Mango Pulp
Is my phone turning my brain to pulp? And/or is it great that my teens have phones?
Like everyone else, I’m trying to reduce my phone addiction - or rather my compulsion to check things that don’t need to be checked on my phone - whilst simultaneously trying to manage the phone use of my kids. Nothing lays bare our hypocrisy like telling a thirteen year old to get off his phone while we are looking at our phones. I wonder if one of the reasons people like the idea of a social media ban for teenagers is that it will stop having to negotiate this particular dilemma.
We got a smartphone for our eldest son when he was (maybe) ten because there were terrorist threats to locations in London which were on his route between home and school, and we didn’t always know where he was for his long journeys home. We can track him through it and this remains really important. Not least when he’s on his way to hospital in an ambulance and we’re not with him which is a terrible situation to be in, but at least we can see he’s getting closer to us.
Meanwhile I have been trying to regain my focus in various ways. I physically separate myself from my phone by leaving it in the house when I work in my garden shed. I have to send a message to my husband James first to check he’s available to answer calls, which adds admin tasks to an already annoying process. I sometimes put my phone on Do Not Disturb so I’m not drawn in by notifications. Radically, I also try to just not look at it for a while, trusting that I must have some degree of self-control. When me and James went for a walk last week, I only looked at my phone briefly to check there was nothing urgent. I missed a call telling me that my son was being taken to a hospital in an ambulance. He was okay - the emergency had passed. The paramedic put her phone next to his ear so he could hear my voice, and a teaching assistant who knows him really well was with him all the time. But how I’m meant to detach myself from my phone if I’m worrying that I’m missing that call?
I read something this week about a tech CEO who has got rid of his phone entirely - too distracting, now he only spends an hour a week on email, don’t let the tech rule us! That reminds me of those ridiculous day-in-a-life things where men get up before dawn to work out and spend more time meditating than they do with their kids. Presumably the tech entrepreneur has a wife who will answer a call from the school, his assistant will find him when there’s an emergency, and someone else is topping up the ParentPay balance when it’s running perilously low.

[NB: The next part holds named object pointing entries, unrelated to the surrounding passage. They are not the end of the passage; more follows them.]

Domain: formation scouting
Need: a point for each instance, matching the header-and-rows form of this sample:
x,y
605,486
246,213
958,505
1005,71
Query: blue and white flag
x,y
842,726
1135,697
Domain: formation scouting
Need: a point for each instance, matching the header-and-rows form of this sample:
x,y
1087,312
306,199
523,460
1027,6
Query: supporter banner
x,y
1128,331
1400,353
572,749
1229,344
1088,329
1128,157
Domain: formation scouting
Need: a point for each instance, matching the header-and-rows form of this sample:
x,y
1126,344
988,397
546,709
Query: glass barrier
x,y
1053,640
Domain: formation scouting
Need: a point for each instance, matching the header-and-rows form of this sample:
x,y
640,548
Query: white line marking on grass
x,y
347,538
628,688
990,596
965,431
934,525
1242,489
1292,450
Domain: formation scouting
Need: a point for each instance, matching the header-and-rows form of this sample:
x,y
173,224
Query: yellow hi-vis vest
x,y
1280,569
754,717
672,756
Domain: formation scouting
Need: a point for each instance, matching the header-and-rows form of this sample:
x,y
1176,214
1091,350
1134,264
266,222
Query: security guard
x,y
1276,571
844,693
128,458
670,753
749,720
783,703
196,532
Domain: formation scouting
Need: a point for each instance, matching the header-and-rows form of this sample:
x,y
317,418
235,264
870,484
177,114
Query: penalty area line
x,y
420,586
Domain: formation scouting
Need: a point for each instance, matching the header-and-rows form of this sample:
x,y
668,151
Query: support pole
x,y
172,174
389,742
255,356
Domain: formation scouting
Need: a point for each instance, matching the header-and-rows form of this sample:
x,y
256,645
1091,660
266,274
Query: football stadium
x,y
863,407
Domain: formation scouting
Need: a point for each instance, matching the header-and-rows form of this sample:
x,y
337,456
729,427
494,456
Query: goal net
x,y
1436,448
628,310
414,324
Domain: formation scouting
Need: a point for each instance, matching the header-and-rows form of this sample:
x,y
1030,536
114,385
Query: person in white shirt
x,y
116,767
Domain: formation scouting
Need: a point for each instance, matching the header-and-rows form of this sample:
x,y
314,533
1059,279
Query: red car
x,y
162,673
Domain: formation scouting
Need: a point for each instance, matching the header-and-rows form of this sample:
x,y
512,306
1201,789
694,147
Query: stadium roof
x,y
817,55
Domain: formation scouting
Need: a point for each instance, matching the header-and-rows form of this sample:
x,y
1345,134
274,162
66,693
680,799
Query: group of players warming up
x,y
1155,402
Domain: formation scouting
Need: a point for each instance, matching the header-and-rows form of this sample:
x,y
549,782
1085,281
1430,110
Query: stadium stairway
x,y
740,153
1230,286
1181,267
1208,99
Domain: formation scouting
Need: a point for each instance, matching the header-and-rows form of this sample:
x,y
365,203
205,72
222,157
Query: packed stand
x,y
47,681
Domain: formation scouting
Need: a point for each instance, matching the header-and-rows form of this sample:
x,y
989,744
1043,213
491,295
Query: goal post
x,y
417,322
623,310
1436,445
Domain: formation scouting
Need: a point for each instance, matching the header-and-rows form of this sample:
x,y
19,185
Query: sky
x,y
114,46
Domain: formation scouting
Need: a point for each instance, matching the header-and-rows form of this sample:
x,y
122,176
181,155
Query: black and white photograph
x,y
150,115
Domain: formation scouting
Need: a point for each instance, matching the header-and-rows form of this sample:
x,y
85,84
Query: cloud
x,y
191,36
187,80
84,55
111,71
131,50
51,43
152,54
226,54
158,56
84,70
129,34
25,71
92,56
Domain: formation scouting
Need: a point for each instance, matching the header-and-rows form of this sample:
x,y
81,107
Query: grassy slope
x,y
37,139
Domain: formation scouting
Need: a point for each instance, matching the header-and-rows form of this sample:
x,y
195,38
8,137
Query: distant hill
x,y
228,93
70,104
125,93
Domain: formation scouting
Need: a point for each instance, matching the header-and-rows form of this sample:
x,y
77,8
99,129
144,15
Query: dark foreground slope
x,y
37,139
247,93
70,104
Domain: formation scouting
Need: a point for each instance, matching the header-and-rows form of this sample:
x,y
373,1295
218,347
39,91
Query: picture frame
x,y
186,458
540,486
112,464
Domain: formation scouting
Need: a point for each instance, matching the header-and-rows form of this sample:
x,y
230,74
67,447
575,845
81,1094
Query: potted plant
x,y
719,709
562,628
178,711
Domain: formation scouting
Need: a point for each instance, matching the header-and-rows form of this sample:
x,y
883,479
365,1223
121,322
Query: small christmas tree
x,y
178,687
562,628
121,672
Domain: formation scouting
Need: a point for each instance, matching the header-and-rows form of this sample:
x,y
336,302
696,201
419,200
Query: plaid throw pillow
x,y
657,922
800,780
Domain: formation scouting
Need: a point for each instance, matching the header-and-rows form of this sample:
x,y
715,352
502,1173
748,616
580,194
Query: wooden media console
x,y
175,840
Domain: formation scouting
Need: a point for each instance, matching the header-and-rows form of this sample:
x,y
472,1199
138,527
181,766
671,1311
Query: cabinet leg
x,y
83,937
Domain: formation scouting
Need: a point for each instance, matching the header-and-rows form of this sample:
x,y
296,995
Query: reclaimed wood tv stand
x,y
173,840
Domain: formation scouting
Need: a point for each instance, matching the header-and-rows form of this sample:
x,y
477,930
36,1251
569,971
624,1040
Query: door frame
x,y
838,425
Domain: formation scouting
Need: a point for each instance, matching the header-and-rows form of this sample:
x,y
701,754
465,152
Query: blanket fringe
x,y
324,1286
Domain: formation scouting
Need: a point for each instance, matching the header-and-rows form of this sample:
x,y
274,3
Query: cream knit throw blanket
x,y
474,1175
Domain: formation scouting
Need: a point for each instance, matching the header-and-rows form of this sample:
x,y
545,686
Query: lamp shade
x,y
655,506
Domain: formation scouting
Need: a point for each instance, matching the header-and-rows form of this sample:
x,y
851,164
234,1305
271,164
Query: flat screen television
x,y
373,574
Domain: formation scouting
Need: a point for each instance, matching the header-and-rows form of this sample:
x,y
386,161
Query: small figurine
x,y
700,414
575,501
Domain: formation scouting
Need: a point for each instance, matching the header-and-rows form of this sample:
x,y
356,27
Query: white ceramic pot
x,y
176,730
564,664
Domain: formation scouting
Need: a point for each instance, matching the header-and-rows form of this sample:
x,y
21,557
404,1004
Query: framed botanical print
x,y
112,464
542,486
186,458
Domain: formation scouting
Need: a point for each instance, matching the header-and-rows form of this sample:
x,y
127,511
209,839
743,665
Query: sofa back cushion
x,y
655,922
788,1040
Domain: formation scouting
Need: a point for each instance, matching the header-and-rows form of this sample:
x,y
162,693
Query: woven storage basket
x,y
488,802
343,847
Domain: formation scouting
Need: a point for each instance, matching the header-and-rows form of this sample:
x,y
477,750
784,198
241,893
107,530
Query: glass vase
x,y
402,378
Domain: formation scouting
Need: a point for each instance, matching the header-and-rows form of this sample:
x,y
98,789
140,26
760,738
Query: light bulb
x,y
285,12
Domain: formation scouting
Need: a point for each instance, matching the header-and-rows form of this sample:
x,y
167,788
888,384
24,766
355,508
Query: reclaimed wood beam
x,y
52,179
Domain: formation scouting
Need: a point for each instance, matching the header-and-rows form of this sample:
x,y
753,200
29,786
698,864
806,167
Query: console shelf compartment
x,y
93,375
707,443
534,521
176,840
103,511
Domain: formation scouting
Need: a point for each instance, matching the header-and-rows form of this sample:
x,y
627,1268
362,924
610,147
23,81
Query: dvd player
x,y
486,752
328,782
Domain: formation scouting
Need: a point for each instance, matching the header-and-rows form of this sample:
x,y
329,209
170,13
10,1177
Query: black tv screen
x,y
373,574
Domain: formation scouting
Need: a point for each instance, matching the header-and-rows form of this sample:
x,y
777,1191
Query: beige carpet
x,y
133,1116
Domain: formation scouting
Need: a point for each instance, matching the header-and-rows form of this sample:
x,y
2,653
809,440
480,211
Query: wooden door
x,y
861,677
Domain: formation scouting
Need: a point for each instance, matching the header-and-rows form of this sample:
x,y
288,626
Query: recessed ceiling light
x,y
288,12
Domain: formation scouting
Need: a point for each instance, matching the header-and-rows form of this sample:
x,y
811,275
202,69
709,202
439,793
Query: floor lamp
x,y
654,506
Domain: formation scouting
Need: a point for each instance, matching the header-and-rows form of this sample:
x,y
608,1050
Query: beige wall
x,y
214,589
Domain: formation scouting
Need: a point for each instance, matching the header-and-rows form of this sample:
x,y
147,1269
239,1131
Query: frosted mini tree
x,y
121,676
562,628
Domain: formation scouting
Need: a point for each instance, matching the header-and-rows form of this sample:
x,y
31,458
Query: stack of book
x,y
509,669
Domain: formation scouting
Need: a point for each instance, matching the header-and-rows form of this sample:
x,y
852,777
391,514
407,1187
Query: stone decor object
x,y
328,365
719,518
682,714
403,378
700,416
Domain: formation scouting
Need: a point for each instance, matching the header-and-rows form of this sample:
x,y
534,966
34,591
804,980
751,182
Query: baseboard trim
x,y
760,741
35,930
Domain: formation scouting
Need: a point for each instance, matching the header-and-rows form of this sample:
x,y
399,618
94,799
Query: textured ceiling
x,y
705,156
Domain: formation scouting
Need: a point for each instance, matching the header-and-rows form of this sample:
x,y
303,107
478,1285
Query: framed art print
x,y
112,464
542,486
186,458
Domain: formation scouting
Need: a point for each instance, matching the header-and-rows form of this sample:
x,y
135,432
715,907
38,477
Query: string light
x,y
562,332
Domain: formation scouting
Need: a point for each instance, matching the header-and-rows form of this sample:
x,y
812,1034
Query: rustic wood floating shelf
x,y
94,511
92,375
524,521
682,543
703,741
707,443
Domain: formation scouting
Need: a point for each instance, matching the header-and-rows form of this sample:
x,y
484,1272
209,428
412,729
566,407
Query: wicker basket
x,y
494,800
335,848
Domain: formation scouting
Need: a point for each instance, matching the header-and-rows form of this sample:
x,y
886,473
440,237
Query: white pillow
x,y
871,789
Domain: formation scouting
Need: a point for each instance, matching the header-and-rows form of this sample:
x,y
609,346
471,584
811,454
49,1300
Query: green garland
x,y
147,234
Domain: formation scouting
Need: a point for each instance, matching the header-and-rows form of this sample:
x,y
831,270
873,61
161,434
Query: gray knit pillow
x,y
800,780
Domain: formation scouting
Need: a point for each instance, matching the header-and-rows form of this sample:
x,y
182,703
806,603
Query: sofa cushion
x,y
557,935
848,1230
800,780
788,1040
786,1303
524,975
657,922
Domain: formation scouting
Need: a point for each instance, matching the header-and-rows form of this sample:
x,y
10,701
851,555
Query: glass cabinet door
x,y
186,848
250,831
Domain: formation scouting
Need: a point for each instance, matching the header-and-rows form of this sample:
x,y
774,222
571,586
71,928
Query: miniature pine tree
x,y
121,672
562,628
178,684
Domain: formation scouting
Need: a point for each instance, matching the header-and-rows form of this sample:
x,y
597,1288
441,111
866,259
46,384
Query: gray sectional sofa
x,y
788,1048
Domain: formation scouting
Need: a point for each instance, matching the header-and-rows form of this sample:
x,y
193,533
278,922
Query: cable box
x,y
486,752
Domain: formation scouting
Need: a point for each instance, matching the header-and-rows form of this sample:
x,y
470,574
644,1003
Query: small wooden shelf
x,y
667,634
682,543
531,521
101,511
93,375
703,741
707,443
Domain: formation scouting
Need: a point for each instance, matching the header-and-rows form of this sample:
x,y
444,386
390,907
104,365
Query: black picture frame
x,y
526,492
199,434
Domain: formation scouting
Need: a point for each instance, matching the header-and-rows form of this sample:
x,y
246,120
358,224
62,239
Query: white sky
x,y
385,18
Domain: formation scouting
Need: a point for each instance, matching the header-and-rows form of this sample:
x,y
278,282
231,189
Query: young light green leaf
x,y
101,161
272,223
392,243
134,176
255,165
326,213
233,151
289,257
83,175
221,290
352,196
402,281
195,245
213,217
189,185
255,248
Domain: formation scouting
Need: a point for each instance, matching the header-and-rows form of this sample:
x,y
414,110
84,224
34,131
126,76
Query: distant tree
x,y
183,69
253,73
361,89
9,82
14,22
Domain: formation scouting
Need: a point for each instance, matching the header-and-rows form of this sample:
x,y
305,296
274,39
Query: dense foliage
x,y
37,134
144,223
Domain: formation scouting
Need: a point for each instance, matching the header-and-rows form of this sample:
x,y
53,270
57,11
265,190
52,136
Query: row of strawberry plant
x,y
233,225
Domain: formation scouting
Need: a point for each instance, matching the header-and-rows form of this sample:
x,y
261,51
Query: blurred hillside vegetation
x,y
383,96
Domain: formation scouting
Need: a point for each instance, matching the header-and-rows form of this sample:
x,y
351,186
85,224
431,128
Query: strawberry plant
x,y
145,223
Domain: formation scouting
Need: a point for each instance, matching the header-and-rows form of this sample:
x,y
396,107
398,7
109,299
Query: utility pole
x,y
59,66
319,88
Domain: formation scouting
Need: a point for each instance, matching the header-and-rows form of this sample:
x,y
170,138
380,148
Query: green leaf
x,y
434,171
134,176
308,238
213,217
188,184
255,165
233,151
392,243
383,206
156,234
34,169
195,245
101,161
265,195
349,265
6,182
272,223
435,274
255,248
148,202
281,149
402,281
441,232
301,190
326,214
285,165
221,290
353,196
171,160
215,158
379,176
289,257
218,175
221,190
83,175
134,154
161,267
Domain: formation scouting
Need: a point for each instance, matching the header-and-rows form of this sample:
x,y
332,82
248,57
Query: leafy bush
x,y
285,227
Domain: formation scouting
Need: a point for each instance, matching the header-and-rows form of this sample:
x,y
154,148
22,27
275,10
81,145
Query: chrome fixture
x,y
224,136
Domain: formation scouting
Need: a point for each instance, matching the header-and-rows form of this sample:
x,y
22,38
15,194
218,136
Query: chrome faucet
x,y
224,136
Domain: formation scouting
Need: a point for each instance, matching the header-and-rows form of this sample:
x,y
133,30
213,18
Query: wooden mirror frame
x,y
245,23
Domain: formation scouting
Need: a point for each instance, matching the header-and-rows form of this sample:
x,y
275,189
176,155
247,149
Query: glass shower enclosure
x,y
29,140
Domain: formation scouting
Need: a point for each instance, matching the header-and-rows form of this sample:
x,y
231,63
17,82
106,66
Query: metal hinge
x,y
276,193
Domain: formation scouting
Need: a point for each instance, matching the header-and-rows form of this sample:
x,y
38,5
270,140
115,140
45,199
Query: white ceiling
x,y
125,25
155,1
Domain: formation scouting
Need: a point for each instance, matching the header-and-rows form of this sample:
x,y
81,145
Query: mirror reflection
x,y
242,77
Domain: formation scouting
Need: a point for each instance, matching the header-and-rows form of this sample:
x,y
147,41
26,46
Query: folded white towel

Max is thirteen and has a smartphone too, which meant we could message him when we were at the hospital so he knew why we weren’t at home. His school sends us emails telling us about the dangers of smartphones but I can’t tell how much they talk to the pupils about it. They have a policy for year 7 and 8s of locking up their phones, but not year 9s, and do things like tell Max that he must remember to go this lunchtime meeting, that he should put it in his school google calendar, but no pupils can check their online calendars during the day.
It seems to me that we can’t decide what we want from teenagers - we want them to be analogue for some things, but digital for others, and are wildly inconsistent between the two. Give them every single piece of homework online, but then tell them off for their screentime. Tell them they’re in danger of being radicalised while we’re way worse than them at spotting AI videos. Tell teens off for being too loud and lairy in public but then tell them they shouldn’t be at home on screens.
Of course I worry about Max’s screentime because I don’t know how much is reasonable and it’s almost impossible to work out the real dangers of Snapchat because no one my age uses it. Can’t wait to find out in ten years how, exactly, we are fucking it up.
One of the things Max shows me on Snapchat are the videos of this guy who makes desserts with funny, dead pan voiceovers. Max suggested we make his Mango Ice Cream cake, and I was onboard before I realised that by ‘we’ he meant me, and that the recipe required cooking over two days. But because I love Max and I love cakes, and a great advantage of a thirteen year old is that you can send them to the shop to buy mango pulp, I made the social media cake (and the ice cream) and half-heartedly decorated it without one of those spinny things that the internet tells me I need. We ate it with my sister, in real life, and everyone was very impressed with my delicious chiffon sponges.
Mango Ice Cream Cake recipe



This nails the impossible position parents are in right now. That bit about missing the ambulance call while trying to practice phone discipline is such a perfect example of how the advice to "just disconnect" ignores caregiving realities. I work in tech and see this same disconnect between executives who can delegate monitoring emails and everyone else who can't just opt out. The mango cake ending is the right notetoo, like small wins matter when the bigger stuff feels unsolvable.